The park currently takes up about 25,000 square feet. The new location is about half that size. Loewenstein said they will reconfigure the design and move almost all of the park’s amenities – the stage, the bar, the restaurant, the cafe, the dog park and a restroom – to their new home.
• A small group of San Diego street performers, or buskers, showed up to protest the permitting system at Balboa Park last Saturday, but the rain and other factors kept most folks, including the media, from showing up.
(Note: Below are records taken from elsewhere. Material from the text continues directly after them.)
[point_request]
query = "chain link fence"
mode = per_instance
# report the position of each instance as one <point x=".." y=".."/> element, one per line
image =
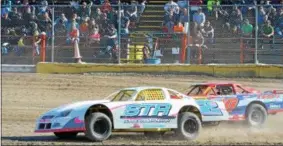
<point x="227" y="34"/>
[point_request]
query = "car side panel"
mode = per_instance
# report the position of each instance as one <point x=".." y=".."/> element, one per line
<point x="143" y="115"/>
<point x="212" y="110"/>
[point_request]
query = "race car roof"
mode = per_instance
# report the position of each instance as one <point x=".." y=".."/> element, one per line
<point x="143" y="88"/>
<point x="215" y="83"/>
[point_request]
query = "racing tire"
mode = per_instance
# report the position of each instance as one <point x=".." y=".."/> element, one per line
<point x="154" y="135"/>
<point x="189" y="126"/>
<point x="98" y="127"/>
<point x="256" y="115"/>
<point x="216" y="123"/>
<point x="66" y="135"/>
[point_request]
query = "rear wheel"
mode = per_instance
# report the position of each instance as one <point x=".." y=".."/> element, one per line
<point x="65" y="135"/>
<point x="189" y="126"/>
<point x="256" y="115"/>
<point x="154" y="134"/>
<point x="98" y="127"/>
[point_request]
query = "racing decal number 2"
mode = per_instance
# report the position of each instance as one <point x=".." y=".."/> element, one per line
<point x="209" y="108"/>
<point x="231" y="103"/>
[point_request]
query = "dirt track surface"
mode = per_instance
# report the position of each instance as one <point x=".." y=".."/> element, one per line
<point x="26" y="96"/>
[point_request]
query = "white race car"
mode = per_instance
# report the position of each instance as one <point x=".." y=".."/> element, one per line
<point x="152" y="110"/>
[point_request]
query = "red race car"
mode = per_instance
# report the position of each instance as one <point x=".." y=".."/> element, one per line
<point x="242" y="103"/>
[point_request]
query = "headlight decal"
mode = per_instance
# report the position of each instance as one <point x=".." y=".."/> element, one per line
<point x="64" y="113"/>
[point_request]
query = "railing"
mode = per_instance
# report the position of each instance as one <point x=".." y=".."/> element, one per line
<point x="226" y="45"/>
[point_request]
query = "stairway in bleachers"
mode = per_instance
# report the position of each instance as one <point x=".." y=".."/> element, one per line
<point x="150" y="22"/>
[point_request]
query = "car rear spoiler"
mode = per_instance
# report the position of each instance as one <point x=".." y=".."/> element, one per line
<point x="277" y="91"/>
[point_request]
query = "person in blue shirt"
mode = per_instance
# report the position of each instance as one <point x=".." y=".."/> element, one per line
<point x="199" y="17"/>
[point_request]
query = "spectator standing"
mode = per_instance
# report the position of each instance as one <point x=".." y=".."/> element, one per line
<point x="146" y="52"/>
<point x="60" y="25"/>
<point x="267" y="31"/>
<point x="36" y="39"/>
<point x="272" y="16"/>
<point x="85" y="10"/>
<point x="279" y="23"/>
<point x="169" y="21"/>
<point x="179" y="28"/>
<point x="184" y="17"/>
<point x="20" y="47"/>
<point x="125" y="23"/>
<point x="208" y="32"/>
<point x="199" y="17"/>
<point x="212" y="7"/>
<point x="84" y="27"/>
<point x="142" y="7"/>
<point x="171" y="6"/>
<point x="132" y="12"/>
<point x="247" y="31"/>
<point x="106" y="7"/>
<point x="6" y="21"/>
<point x="261" y="15"/>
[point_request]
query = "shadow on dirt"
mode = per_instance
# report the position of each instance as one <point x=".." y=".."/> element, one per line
<point x="82" y="138"/>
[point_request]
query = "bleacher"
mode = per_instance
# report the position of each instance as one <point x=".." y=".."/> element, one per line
<point x="225" y="49"/>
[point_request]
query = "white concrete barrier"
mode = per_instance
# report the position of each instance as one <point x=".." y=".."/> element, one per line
<point x="12" y="68"/>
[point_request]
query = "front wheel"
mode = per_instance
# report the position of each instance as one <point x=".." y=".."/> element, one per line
<point x="98" y="127"/>
<point x="65" y="135"/>
<point x="154" y="135"/>
<point x="256" y="115"/>
<point x="189" y="126"/>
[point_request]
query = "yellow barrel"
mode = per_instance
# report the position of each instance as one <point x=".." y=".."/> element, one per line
<point x="135" y="52"/>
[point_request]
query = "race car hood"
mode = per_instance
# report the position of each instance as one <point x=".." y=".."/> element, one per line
<point x="75" y="105"/>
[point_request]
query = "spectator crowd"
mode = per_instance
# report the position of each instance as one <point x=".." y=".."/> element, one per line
<point x="97" y="20"/>
<point x="93" y="20"/>
<point x="233" y="19"/>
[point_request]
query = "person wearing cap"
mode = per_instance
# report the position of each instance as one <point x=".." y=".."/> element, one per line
<point x="247" y="28"/>
<point x="208" y="32"/>
<point x="199" y="17"/>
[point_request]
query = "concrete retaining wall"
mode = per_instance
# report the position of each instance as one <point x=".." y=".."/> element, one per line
<point x="18" y="68"/>
<point x="247" y="70"/>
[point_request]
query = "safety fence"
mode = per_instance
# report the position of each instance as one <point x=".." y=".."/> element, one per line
<point x="107" y="36"/>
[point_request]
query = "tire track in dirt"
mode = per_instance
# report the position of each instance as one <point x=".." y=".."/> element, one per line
<point x="26" y="96"/>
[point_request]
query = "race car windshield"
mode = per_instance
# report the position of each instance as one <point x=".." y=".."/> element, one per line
<point x="123" y="95"/>
<point x="197" y="90"/>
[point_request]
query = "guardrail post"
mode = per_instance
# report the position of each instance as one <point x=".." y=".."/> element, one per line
<point x="43" y="47"/>
<point x="77" y="55"/>
<point x="199" y="55"/>
<point x="184" y="47"/>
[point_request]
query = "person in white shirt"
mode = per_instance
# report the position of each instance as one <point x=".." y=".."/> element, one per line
<point x="171" y="5"/>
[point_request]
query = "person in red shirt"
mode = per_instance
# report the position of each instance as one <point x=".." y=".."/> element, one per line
<point x="106" y="7"/>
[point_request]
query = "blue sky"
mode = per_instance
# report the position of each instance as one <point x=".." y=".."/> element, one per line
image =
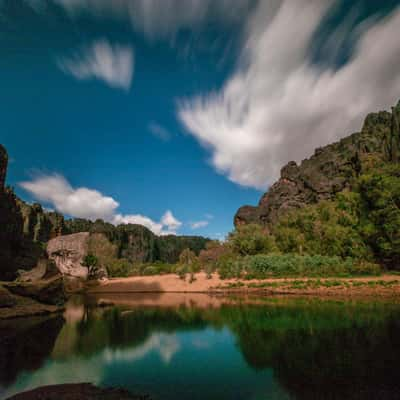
<point x="126" y="110"/>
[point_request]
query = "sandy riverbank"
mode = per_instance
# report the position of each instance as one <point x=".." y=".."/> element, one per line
<point x="385" y="285"/>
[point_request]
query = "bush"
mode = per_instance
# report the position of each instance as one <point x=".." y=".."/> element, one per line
<point x="119" y="268"/>
<point x="263" y="266"/>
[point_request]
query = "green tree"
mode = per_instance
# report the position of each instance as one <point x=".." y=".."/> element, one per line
<point x="251" y="239"/>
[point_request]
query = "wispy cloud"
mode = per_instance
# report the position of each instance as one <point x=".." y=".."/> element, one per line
<point x="159" y="132"/>
<point x="199" y="224"/>
<point x="91" y="204"/>
<point x="111" y="63"/>
<point x="160" y="18"/>
<point x="278" y="105"/>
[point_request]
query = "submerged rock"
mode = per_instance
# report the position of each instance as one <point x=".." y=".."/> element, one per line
<point x="78" y="391"/>
<point x="50" y="291"/>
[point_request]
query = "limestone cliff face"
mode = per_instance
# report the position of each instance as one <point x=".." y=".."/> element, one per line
<point x="138" y="244"/>
<point x="68" y="252"/>
<point x="23" y="228"/>
<point x="330" y="170"/>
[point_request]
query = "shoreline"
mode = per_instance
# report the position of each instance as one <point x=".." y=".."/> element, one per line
<point x="387" y="285"/>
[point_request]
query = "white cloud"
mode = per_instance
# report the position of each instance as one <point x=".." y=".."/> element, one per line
<point x="170" y="221"/>
<point x="279" y="106"/>
<point x="160" y="18"/>
<point x="102" y="60"/>
<point x="81" y="202"/>
<point x="159" y="132"/>
<point x="199" y="224"/>
<point x="91" y="204"/>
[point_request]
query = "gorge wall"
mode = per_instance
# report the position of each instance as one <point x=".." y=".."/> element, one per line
<point x="330" y="170"/>
<point x="25" y="228"/>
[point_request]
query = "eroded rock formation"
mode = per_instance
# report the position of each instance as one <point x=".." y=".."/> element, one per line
<point x="24" y="228"/>
<point x="331" y="169"/>
<point x="68" y="253"/>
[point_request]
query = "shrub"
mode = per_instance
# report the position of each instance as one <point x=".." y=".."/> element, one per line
<point x="119" y="268"/>
<point x="262" y="266"/>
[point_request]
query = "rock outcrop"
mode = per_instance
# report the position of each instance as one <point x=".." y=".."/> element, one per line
<point x="27" y="227"/>
<point x="138" y="244"/>
<point x="68" y="253"/>
<point x="24" y="228"/>
<point x="330" y="170"/>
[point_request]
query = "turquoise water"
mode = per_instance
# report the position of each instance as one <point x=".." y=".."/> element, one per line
<point x="269" y="349"/>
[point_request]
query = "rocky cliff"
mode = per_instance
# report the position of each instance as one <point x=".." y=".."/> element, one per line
<point x="330" y="170"/>
<point x="138" y="244"/>
<point x="27" y="227"/>
<point x="23" y="228"/>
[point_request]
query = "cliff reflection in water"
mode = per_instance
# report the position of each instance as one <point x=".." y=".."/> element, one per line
<point x="277" y="348"/>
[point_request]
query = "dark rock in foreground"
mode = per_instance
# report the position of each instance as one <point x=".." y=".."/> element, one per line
<point x="14" y="306"/>
<point x="26" y="343"/>
<point x="49" y="291"/>
<point x="79" y="391"/>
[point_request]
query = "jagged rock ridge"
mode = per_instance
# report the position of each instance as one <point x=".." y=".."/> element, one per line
<point x="330" y="170"/>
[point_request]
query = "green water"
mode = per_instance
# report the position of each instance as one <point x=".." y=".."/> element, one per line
<point x="275" y="349"/>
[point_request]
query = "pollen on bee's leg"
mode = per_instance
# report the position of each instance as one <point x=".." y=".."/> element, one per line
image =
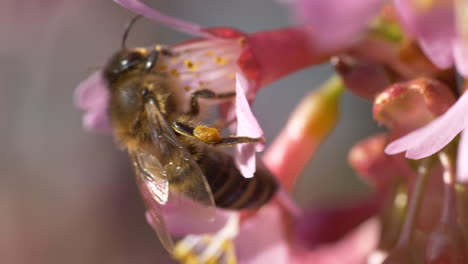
<point x="209" y="248"/>
<point x="207" y="134"/>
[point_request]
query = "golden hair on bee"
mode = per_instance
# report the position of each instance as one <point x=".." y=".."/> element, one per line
<point x="170" y="149"/>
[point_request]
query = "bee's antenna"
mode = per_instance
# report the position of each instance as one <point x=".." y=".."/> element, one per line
<point x="127" y="29"/>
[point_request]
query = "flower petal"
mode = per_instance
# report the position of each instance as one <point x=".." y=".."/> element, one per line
<point x="462" y="158"/>
<point x="91" y="92"/>
<point x="92" y="96"/>
<point x="247" y="126"/>
<point x="180" y="25"/>
<point x="262" y="239"/>
<point x="431" y="138"/>
<point x="335" y="23"/>
<point x="433" y="26"/>
<point x="352" y="249"/>
<point x="460" y="45"/>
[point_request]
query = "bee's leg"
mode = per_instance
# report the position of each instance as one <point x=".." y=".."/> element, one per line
<point x="211" y="135"/>
<point x="205" y="94"/>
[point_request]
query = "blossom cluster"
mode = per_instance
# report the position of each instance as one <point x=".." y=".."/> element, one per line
<point x="408" y="57"/>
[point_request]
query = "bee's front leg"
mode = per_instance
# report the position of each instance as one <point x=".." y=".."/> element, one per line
<point x="205" y="94"/>
<point x="211" y="135"/>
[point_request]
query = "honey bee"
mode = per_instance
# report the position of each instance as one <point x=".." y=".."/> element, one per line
<point x="169" y="150"/>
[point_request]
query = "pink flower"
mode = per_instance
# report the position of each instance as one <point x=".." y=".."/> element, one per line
<point x="223" y="60"/>
<point x="439" y="26"/>
<point x="433" y="137"/>
<point x="274" y="234"/>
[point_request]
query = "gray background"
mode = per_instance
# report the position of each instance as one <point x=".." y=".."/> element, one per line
<point x="68" y="196"/>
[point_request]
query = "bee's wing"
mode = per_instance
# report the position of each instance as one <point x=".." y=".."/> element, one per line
<point x="182" y="172"/>
<point x="155" y="190"/>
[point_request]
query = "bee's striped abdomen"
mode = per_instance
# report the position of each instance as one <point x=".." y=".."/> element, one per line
<point x="230" y="189"/>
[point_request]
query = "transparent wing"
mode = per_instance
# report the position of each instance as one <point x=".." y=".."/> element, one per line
<point x="154" y="189"/>
<point x="189" y="190"/>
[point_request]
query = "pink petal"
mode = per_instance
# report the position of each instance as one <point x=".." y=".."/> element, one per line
<point x="352" y="249"/>
<point x="336" y="23"/>
<point x="460" y="45"/>
<point x="247" y="126"/>
<point x="180" y="25"/>
<point x="462" y="158"/>
<point x="180" y="225"/>
<point x="433" y="26"/>
<point x="460" y="53"/>
<point x="319" y="226"/>
<point x="92" y="96"/>
<point x="262" y="239"/>
<point x="429" y="139"/>
<point x="368" y="159"/>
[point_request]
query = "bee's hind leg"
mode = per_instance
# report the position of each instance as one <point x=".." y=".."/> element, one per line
<point x="205" y="94"/>
<point x="211" y="135"/>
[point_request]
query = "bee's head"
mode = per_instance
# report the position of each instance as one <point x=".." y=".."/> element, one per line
<point x="126" y="60"/>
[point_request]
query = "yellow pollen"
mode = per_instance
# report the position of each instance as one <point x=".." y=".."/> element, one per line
<point x="175" y="73"/>
<point x="207" y="134"/>
<point x="221" y="61"/>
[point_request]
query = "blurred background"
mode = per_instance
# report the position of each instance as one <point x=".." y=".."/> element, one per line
<point x="68" y="196"/>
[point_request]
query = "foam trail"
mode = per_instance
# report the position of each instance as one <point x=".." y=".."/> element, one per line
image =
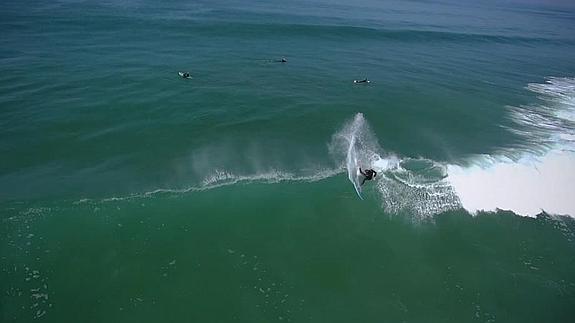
<point x="221" y="178"/>
<point x="526" y="187"/>
<point x="542" y="178"/>
<point x="356" y="145"/>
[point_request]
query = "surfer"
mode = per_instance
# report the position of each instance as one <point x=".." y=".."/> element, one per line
<point x="368" y="173"/>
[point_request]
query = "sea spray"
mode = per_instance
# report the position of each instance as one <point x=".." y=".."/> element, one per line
<point x="542" y="177"/>
<point x="414" y="187"/>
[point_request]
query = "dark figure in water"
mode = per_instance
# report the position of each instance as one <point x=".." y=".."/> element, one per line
<point x="368" y="173"/>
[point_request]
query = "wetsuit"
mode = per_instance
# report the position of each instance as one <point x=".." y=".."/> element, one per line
<point x="368" y="173"/>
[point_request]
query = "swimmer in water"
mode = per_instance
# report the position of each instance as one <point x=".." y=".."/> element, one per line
<point x="368" y="173"/>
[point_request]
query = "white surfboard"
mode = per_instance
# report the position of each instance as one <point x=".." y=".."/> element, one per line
<point x="353" y="168"/>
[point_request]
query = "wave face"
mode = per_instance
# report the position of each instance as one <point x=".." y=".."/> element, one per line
<point x="407" y="186"/>
<point x="541" y="179"/>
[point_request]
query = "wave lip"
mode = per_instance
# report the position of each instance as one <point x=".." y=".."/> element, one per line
<point x="541" y="179"/>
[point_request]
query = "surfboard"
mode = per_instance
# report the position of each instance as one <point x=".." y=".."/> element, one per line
<point x="356" y="180"/>
<point x="353" y="167"/>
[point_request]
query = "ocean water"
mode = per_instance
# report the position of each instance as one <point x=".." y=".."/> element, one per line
<point x="129" y="194"/>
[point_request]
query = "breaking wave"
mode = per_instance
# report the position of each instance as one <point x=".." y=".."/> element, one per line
<point x="541" y="179"/>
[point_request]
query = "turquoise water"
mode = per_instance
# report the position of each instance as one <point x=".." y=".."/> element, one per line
<point x="129" y="194"/>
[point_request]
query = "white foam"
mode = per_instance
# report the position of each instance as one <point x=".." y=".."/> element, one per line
<point x="526" y="187"/>
<point x="533" y="183"/>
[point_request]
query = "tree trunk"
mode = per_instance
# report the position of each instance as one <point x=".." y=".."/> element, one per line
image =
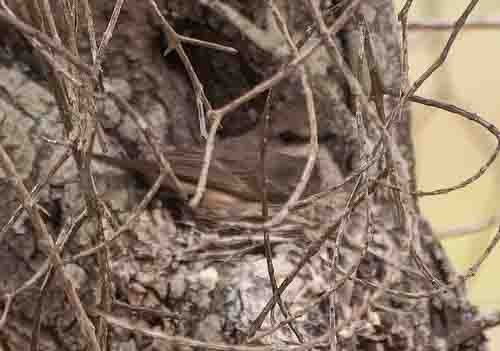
<point x="176" y="275"/>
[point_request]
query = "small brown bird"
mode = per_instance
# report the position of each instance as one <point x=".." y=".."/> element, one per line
<point x="235" y="185"/>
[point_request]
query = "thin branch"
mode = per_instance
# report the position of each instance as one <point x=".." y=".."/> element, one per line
<point x="488" y="23"/>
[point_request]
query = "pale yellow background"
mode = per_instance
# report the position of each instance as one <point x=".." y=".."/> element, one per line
<point x="450" y="149"/>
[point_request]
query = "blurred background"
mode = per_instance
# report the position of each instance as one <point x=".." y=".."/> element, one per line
<point x="450" y="149"/>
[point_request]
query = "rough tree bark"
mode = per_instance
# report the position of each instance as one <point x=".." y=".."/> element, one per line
<point x="203" y="277"/>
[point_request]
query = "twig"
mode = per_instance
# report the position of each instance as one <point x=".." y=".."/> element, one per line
<point x="444" y="25"/>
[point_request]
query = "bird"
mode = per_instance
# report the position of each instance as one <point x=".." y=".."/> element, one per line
<point x="234" y="184"/>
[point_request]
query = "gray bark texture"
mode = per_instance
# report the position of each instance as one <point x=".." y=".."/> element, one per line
<point x="175" y="279"/>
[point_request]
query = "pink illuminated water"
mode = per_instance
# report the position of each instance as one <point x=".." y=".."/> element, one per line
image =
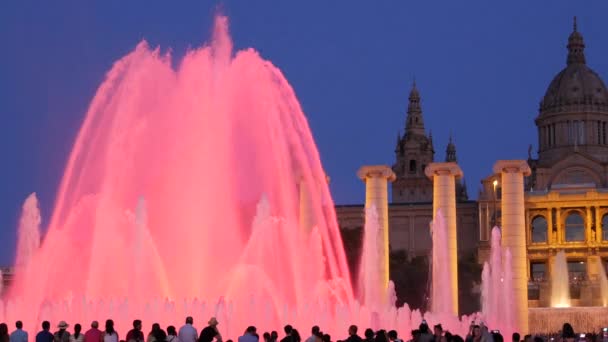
<point x="28" y="234"/>
<point x="198" y="191"/>
<point x="497" y="287"/>
<point x="441" y="293"/>
<point x="372" y="290"/>
<point x="158" y="199"/>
A few artists say they are working on organizing another event to shine a light on the system they say is unconstitutional.
• I think the print version of this short Union-Tribune story on Tijuana/San Diego street artist Panca and her solo show at Bread & Salt in Logan Heights was much more impressive and included more photos.
• The Old Globe unveiled its new 2017-18 season. (Union-Tribune)
• The San Diego Art Institute’s artist-in-residence want you to ditch your iPhones and go to the museum’s Horton Plaza Project Space to join a free stitching circle. (CityBeat)
• A new bronze statue of Tony Gwynn was unveiled in Poway. (NBC 7)
• Speaking of Poway, famed photographer Catherine Opie, who lived there for a few years, is this year’s speaker for the Museum of Contemporary of Art San Diego and the San Diego Museum of Art’s annual Axline Lecture.
• The Union-Tribune talked to Ruben Valenzuela, founder and artistic director of Bach Collegium San Diego, about his work connecting audiences to music from the 17th and 18th centuries.
• A new(ish) collective of feminist artists is opening a group show at Thumbprint Gallery in La Jolla this weekend.
• Arts District Liberty Station announced a new outdoor film series.
• San Diego’s version of Mardis Gras is happening this week. (Entertainer)
• A free panel discussion Tuesday night will take on the topic of urbanism and the arts.
• Dallas McLaughlin, one of the hosts of VOSD Podcast Network show “The Kept Faith,” wrote a new one-man show and he’s performing it next Tuesday night.
• The city of Lemon Grove is showing off its murals in a public event Monday.
• On Saturday, Chicano Park will host an annual event that asks artists to come up with hands-on art projects in which the public can participate.
• Michael Taylor, a board member of The Old Globe who’s been working to cater to a more diverse audience, launched a new online video series spotlighting black celebrities performing in the local theater scene. (BroadwayWorld)
• The city of Carlsbad is developing a new arts and culture master plan.
• A new gallery on El Cajon Boulevard is featuring a show curated by a class at Mesa College.
• A new Chula Vista Brewery opened its doors last weekend.
• A new brewery opened in Ramona as well.
• San Diego brewers won lots of awards at the 2017 San Diego International Beer Competition. (Reader)
• OMG, rolled ice cream sounds amazing. (Reader)
• Get to know more about North County’s 7,000 square feet of food and drink known as Open House. (Eater)
• CBS 8 took a tour of musician Jason Mraz’s family farm in Oceanside.